Archive for October, 2008

Apache - good for nothing?

Friday, October 31st, 2008

Apache (the http server) is one of the major reasons why PHP is so popular; but with today’s trend of using front-controllers have we obsoleted our old friend?

In the olden days we used to write web scripts in Perl and Apache would have to fork a new interpreter process to execute each script request. This was really slow, especialy on the hardware available at the time. PHP came along and provided an embedded interpreter (mod_php) and gave a huge performance boost to the web-scripting world. This was a major motivator for migrating from Perl to PHP. It doesn’t hurt that Apache also happens to be a solid piece of software that can be (and probably has been) be compiled on pretty much all operating systems out there. PHP has unashamedly piggy-backed on its host’s popularity, and for that, we salute you Apache!

Another reason PHP gained popularity is that you could drop a PHP file into any directory and Apache would just run it - no need for the “cgi-bin”. Today, website best-practice would typically recommend against executing “physical .php files” like add-user.php, and instead have pretty urls like /users/add (good for readability and for SEO). Apache provides us with such functionality though a variety of methods, the most popular being mod_rewrite. We can easily use rewrite rules to route /users/add => add-user.php. Thing is, we’re not happy with that. We’ve all got drunk on “MVC” and cool applications use front-controllers (a single entry point for all requests, normally “index.php”). So instead of using Apache’s built-in functionality, we’re re-implementing the wheel inside our own applications. Why use mod_rewrite when we can do the same thing, but slower, using Zend_Controller_Router_Route_Regex? /me rolls-eyes.

We’re even ditching Apache for static stuff too. If you don’t already, it’s probably only a matter of time before you run CSS and Javascript request through PHP too (for good reason). Yahoo’s frontend performance guidelines suggest reducing the number of HTTP requests is important, so it makes sense to generate (and cache) a single CSS file and a single JS file. You might also do clever stuff like postfixing the urls with a version number to help caching, and/or gzip/minify/manipulate headers. These are good things to do, but you’re now using Apache even less.

So what is left? Images, video, flash? Lots of sites which graduate beyond a single-server use a “static file server” to handle this stuff. There’s also no point using a feature-rich, but slower, server like Apache for doing basic static file serving, when alternatives like Lighty/nginx can do this more efficiently. Another option might be to locate static content on a NAS of some sort which Apache will alias (Alias /images /mnt/nas/images). We’ve now got a document root that looks like this:-

index.php
.htaccess (to route everything to index.php)

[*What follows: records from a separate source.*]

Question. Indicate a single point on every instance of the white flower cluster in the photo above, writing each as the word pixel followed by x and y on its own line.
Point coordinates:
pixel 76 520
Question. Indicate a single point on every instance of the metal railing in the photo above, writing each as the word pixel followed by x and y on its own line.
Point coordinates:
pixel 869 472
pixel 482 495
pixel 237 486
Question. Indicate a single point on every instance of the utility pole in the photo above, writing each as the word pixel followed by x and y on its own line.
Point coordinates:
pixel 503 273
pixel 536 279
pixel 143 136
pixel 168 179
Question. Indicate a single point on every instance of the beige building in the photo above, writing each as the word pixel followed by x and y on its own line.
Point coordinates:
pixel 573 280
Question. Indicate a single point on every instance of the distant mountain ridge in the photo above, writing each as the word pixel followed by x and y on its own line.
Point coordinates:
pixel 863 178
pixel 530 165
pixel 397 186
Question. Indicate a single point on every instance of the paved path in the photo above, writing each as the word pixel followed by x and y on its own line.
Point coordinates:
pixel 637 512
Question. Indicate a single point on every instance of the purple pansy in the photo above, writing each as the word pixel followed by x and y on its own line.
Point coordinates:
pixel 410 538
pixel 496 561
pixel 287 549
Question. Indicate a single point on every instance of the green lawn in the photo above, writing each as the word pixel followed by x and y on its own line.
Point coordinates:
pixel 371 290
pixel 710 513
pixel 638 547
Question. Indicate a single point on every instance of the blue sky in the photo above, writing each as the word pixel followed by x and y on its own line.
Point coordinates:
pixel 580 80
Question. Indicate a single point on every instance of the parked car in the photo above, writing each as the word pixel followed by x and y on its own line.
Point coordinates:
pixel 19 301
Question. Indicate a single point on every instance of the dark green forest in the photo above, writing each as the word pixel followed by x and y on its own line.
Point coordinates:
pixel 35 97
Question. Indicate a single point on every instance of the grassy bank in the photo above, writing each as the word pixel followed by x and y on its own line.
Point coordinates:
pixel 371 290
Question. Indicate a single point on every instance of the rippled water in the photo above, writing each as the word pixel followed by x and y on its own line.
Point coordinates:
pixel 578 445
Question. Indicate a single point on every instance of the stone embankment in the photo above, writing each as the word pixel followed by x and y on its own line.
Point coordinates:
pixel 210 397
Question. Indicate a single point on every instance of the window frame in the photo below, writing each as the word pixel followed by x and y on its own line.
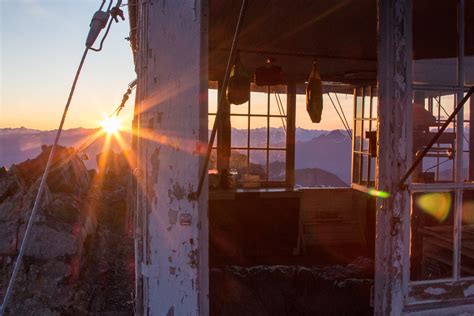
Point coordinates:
pixel 288 116
pixel 416 293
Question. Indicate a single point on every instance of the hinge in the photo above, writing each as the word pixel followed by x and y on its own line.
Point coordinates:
pixel 150 270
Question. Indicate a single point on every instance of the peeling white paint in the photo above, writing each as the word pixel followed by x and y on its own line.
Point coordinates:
pixel 435 291
pixel 469 291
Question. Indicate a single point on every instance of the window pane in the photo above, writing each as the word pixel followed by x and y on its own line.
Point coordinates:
pixel 359 103
pixel 358 135
pixel 374 103
pixel 213 160
pixel 258 132
pixel 258 100
pixel 239 162
pixel 239 131
pixel 467 234
pixel 469 42
pixel 429 112
pixel 278 100
pixel 239 109
pixel 212 100
pixel 258 164
pixel 277 165
pixel 367 102
pixel 211 119
pixel 468 142
pixel 356 168
pixel 277 133
pixel 435 43
pixel 432 218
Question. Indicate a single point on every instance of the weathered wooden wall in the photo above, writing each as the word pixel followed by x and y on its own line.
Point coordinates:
pixel 172 101
pixel 393 153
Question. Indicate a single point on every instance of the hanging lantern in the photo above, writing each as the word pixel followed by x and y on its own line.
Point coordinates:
pixel 268 75
pixel 314 95
pixel 238 88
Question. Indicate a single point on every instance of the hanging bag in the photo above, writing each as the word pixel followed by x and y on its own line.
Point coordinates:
pixel 238 88
pixel 314 95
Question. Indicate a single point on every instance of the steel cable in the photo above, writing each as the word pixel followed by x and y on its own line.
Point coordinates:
pixel 41 188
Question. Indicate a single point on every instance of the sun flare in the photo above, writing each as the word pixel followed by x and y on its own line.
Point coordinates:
pixel 111 125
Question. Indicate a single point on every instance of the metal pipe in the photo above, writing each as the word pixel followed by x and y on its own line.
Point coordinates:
pixel 221 95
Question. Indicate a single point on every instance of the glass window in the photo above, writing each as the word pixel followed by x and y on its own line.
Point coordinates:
pixel 258 137
pixel 467 234
pixel 365 136
pixel 435 44
pixel 432 219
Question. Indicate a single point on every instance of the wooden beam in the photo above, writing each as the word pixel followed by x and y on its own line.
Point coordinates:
pixel 224 134
pixel 290 133
pixel 394 154
pixel 173 126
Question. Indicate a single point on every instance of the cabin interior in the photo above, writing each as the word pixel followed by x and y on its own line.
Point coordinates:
pixel 259 214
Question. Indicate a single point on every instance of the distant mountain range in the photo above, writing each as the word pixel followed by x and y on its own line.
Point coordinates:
pixel 323 158
pixel 19 144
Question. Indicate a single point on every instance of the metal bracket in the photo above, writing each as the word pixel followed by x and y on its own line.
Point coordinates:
pixel 150 270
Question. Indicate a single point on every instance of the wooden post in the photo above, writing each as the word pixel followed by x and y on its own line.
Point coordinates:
pixel 224 134
pixel 290 133
pixel 394 154
pixel 172 226
pixel 471 139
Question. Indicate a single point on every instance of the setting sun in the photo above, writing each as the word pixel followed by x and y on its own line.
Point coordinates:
pixel 111 125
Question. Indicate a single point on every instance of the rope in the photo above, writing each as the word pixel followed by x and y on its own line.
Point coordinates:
pixel 281 110
pixel 42 185
pixel 442 107
pixel 342 111
pixel 343 123
pixel 221 96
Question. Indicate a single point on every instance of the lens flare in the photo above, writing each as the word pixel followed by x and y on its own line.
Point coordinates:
pixel 468 213
pixel 437 205
pixel 111 125
pixel 377 193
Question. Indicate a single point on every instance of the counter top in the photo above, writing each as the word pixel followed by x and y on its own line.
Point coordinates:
pixel 262 193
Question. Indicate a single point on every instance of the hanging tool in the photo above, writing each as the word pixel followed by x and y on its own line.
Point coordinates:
pixel 314 95
pixel 221 95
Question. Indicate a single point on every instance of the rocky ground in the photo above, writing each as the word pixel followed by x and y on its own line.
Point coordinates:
pixel 78 259
pixel 292 290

Wow, clean! (Our PHP code is outside the docroot in some include_path location). I just had a thought - we could get rid of the document root entirely, but sticking this in our virtualhost: “php_value auto_prepend_file /path/to/app/index.php”. (That would be pretty funny, running a site without a docroot).

We don’t really use Apache for much, so why do we use it at all? I think it boils down to being a nice host environment for PHP. There’s nothing really wrong with that, except PHP is tightly coupled to Apache. I think Apache rocks, but if we just end up using it as a host for PHP, then that’s bloated overkill? What about if we stripped out the features of Apache that we dont use until we’ve got a lightweight http wrapper for our PHP app to run in… isn’t that what Rubyists do with Mongrel?

The type of code I write in PHP today is request/response stuff. I get an incoming HTTP request, do some processing, and create an HTTP response. That sounds obvious, but the subtle difference to what I was doing 5 years ago, is that my PHP code is taking care of ALL of the request lifecycle. I don’t use Apache for authentication, logging, uri-routing, headers setting, gzip, caching etc - everything is done by my code. It’s this slight shift in paradigm that makes me think “scripting application servers” like Mongrel+Rails or CherryPy are worth keeping an eye on, and another reason why I question the future of PHP.

Has PHP Peaked? Is the grass greener?

Thursday, October 30th, 2008

I’ve been “a web developer” for about 12 years now (crikey!). The first few were spent with Perl and then I moved over to PHP when I accepted that whilst mod_perl was “better”, it also was also worse. Perl CGI was the defacto language for web scripting but it was slow and cumbersome to write web apps with. Then mod_perl came along and removed the speed issue and gave the developer more power, but it was also much harder to implement, and normally involved two apache instances with one acting as a reverse-proxy for the other, and of course required a dedicated server (when dedicated servers were expensive!). Around the same time PHP 3 was taking off and it gave the speed boost of mod_perl but without the headache of implementation and made it much easier to write web scripts, particularly in a shared hosting environment.

Looking back at that transitional time, I get the vibe that a similar shift is happening today. From Perl->PHP developers got an easy life, with lots of the legwork that you used to do taken care of (like parsing the query string - s/%([a-fA-F0-9]{2})/pack “H2″, $1/eg; #ring any bells?). I see the “new kids” on the block like Python and Ruby offering developers an easier life. They’re offering not only things like Rails/Django-type frameworks, but also a much more attractive package of support tools like gems/eggs, capistrano, migrations and both have unit-testing frameworks built in as a part of their core distributions. Ten years ago the average web developer didn’t care about unit tests, source control and deployment, but now we do and these two alternatives offer something more attractive.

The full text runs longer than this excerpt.